J.B. Smith picture

Non sottolineeremo mai abbastanza l’importanza delle ricerche sul campo per la conoscenza della genesi del blues. In primo piano vanno senz’altro messi John e Alan Lomax, i cui libri e dischi (ricordiamo anche quelli, doppi, pubblicati anche in CD, sul folklore di ciascuna regione italiana) hanno aiutato tutti a conoscere misconosciuti quanto seminali personaggi. Come dimenticare poi Lucio Maniscalchi e Gianni Marcucci, che nel 1972 riscoprirono Sleepy John Estes, Hammie Nixon e tutta la scuola di Brownsville pubblicandone poi i dischi in Italia attraverso l’etichetta Albatros.

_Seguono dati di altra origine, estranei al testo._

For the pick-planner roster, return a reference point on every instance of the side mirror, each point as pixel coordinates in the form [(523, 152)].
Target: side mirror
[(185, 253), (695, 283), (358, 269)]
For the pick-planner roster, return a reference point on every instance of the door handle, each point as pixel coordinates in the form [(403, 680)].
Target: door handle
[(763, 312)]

Se le prime registrazioni dei Lomax risalgono al 1933, è una sorpresa oggi ritrovare quelle di Bruce Jackson (uno degli ultimi etnomusicologi) che nel 1964 visitò la prigione di Ramsey State Farm a Rosharon, in Texas, dove raccolse i canti di lavoro, i richiami modulati e le preghiere di J.B.Smith, il prigioniero no.130196. Quando Jackson arrivò nel penitenziario, già molte cose erano cambiate nel mondo folk. Mentre fuori si sviluppava il blues revival, gli antichi canti di lavoro e i richiami modulati venivano ricordati soltanto dai prigionieri più vecchi, mentre i più giovani cercavano di liberarsi di quel retaggio, e del blues, come un brutto ricordo della schiavitù e degli ‘Uncle Tom Days. I canti di Smith quindi sono un legame con le radici, con il passato e le sue tradizioni, un ricordo prezioso di un mondo che andava scomparendo.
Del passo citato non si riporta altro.